Im Jahr 2016 – die Beklagte hatte die Betriebsvereinbarung zwischenzeitlich gekündigt und der BAT war ausgelaufen – vereinbarten die Parteien im Zusammenhang mit einer Arbeitszeiterhöhung, dass das Gehalt des Klägers „entsprechend der 0,78 Stelle auf 1.933,90 EUR erhöht“ werde und „alle übrigen Bestandteile des bestehenden Arbeitsvertrages … unverändert gültig“ blieben. Der Kläger hat die Auffassung vertreten, ihm stehe aufgrund arbeitsvertraglicher dynamischer Bezugnahme eine Vergütung nach dem Tarifvertrag für den öffentlichen Dienst in der für die kommunalen Arbeitgeber geltenden Fassung (TVöD/VKA) bzw. dem Tarifvertrag für den öffentlichen Dienst der Länder (TV-L) zu. Die Beklagte meinte, eine dynamische Bezugnahme auf die vom Kläger herangezogenen Tarifwerke liege nicht vor. Die Vorinstanzen haben die Klage abgewiesen.

Vor dem BAG war der Kläger erfolgreich. Nach Auffassung des BAG, dessen Entscheidung bisher nur in Form der Pressemitteilung vorliegt, ist die Beklagte verpflichtet, den Kläger nach der jeweiligen Entgelttabelle des TVöD/VKA zu vergüten. Der Kläger und die Rechtsvorgängerin der Beklagten hätten die Vergütung nach den jeweils geltenden Regelungen des BAT und nachfolgend des TVöD/VKA arbeitsvertraglich vereinbart. Die (noch nachwirkende) Betriebsvereinbarung aus dem Jahr 1993 habe nicht vermocht diese Vereinbarung abzuändern. Die arbeitsvertragliche Vergütungsabrede unterläge bereits deshalb nicht der Abänderung durch eine kollektivrechtliche Regelung, weil es sich nicht um eine allgemeine Geschäftsbedingung, sondern um eine individuell vereinbarte, nicht der AGB-Kontrolle unterworfene Regelung der Hauptleistungspflicht handele. Wie das BAG in diesem Zusammenhang den vereinbarten Nachtrag zum Arbeitsvertrag aus dem März 1993 bewertet, ist der Pressemitteilung nicht zu entnehmen. Die vom LAG aufgeworfene Frage der – generellen – Betriebsvereinbarungsoffenheit von allgemeinen Geschäftsbedingungen in Arbeitsverträgen ließ das BAG mangels Entscheidungserheblichkeit dahinstehen.
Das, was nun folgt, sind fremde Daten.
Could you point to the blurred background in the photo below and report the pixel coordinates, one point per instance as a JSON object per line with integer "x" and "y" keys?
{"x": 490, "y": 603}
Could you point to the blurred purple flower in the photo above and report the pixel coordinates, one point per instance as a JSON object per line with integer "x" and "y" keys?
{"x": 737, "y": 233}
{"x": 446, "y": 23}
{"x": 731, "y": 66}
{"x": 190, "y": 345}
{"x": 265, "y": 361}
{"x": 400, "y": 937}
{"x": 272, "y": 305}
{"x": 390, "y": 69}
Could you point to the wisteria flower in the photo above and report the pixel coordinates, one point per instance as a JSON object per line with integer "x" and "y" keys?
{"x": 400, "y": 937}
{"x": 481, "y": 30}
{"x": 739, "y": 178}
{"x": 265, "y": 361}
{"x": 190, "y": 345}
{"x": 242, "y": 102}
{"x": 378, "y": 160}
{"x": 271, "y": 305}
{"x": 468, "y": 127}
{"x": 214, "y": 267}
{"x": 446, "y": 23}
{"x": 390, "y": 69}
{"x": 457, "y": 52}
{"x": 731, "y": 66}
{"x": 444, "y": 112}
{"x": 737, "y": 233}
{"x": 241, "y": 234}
Gleiss Lutz Kommentar                                                                                

Es stellte sich im vom BAG entschiedenen Fall die Frage, ob eine individualvertraglich dynamisch in Bezug genommene Tarifvergütung durch eine Betriebsvereinbarung verschlechtert werden kann. Das ist möglich, wenn im Arbeitsvertrag ausdrücklich eine „Betriebsvereinbarungsoffenheit“ dieser Regelung vereinbart ist. Fehlt eine solche Klausel, soll diese allerdings – zu Recht – bezüglich „allgemeiner Arbeitsbedingungen mit kollektivem Bezug“ stillschweigend („konkludent“) in Arbeitsverträge hineingelesen werden können (BAG, NZA 2013, 916). Ob diese Rechtsprechung richtig ist, lässt der 4. Senat im vorliegenden Urteil ausdrücklich dahingestellt. Möglich war das, weil nach Ansicht des Senats eine Betriebsvereinbarung eine arbeitsvertragliche Vergütungsabrede bereits dann nicht verschlechtern könne, wenn es um eine individuell vereinbarte, nicht der AGB-Kontrolle unterworfene Regelung der Hauptleistungspflicht geht (§ 307 Abs. 2 Satz 1 BGB). Dem ist zuzustimmen.